Bio: Dimitris Papailiopoulos is a Principal Researcher at Microsoft Research leading a language model reasoning effort, and is also the Jay & Cynthia Ihlenfeld Associate Professor of ECE at the University of Wisconsin-Madison. His research interests span machine learning, large-scale systems, and information theory, with a current focus on understanding the intricacies and improving the performance of large-language models. Before joining MSR and UW-Madison, Dimitris was a postdoctoral researcher at UC Berkeley and a member of the AMPLab. He spent three wonderful years at USC as a PhD, and then earned his degree from UT Austin, under the guidance of Alex Dimakis. He received his ECE Diploma M.Sc. degree from the Technical University of Crete, in Greece.
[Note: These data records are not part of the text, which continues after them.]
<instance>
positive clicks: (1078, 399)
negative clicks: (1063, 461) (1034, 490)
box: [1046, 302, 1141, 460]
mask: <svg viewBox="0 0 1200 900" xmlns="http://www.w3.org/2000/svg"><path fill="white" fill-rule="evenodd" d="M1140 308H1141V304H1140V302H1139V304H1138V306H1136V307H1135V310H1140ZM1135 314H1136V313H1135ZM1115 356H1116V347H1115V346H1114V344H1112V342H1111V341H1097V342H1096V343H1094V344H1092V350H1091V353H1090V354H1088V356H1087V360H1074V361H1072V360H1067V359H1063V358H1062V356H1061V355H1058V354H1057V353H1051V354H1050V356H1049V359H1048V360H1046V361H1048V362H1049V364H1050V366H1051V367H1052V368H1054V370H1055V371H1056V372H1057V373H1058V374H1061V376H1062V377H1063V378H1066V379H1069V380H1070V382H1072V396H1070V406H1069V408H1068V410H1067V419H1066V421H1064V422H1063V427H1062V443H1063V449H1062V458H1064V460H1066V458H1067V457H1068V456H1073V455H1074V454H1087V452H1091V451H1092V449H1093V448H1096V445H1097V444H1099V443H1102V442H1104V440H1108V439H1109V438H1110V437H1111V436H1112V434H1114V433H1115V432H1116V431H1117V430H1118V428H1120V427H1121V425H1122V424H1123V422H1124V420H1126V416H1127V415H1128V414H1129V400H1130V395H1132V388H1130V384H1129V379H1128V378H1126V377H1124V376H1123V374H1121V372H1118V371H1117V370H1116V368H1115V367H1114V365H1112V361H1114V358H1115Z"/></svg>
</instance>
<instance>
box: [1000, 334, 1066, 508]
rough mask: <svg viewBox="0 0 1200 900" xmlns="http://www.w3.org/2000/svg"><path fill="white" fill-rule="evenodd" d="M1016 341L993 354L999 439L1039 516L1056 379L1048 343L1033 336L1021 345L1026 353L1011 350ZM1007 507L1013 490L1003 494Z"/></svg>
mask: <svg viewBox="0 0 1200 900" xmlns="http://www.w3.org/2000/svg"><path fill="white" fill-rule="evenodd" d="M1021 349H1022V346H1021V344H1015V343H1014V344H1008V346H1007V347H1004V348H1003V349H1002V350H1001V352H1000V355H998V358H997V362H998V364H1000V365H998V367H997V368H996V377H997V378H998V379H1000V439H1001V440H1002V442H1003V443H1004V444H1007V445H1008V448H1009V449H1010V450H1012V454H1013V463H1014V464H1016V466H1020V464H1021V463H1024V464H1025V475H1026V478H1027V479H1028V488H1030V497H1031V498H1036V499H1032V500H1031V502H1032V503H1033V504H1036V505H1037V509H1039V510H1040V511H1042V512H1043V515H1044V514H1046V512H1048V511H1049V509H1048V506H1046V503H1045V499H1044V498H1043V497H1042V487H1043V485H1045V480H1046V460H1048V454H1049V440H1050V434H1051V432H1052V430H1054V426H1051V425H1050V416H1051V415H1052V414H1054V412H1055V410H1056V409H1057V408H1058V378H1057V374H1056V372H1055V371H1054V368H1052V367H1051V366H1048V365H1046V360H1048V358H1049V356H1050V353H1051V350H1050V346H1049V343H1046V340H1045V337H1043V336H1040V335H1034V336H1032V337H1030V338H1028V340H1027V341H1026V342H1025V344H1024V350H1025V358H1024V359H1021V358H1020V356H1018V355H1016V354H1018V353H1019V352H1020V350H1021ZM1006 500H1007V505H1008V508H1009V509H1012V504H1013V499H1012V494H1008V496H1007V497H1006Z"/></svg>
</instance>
Dimitris is a recipient of the NSF CAREER Award (2019), three years of Sony Faculty Innovation Awards (2018, 2019 and 2020), a joint IEEE ComSoc/ITSoc Best Paper Award (2020), an IEEE Signal Processing Society, Young Author Best Paper Award (2015), the Vilas Associate Award (2021), the Emil Steiger Distinguished Teaching Award (2021), and the Benjamin Smith Reynolds Award for Excellence in Teaching (2019). In 2018, he co-founded MLSys, a new conference that targets research at the intersection of machine learning and systems.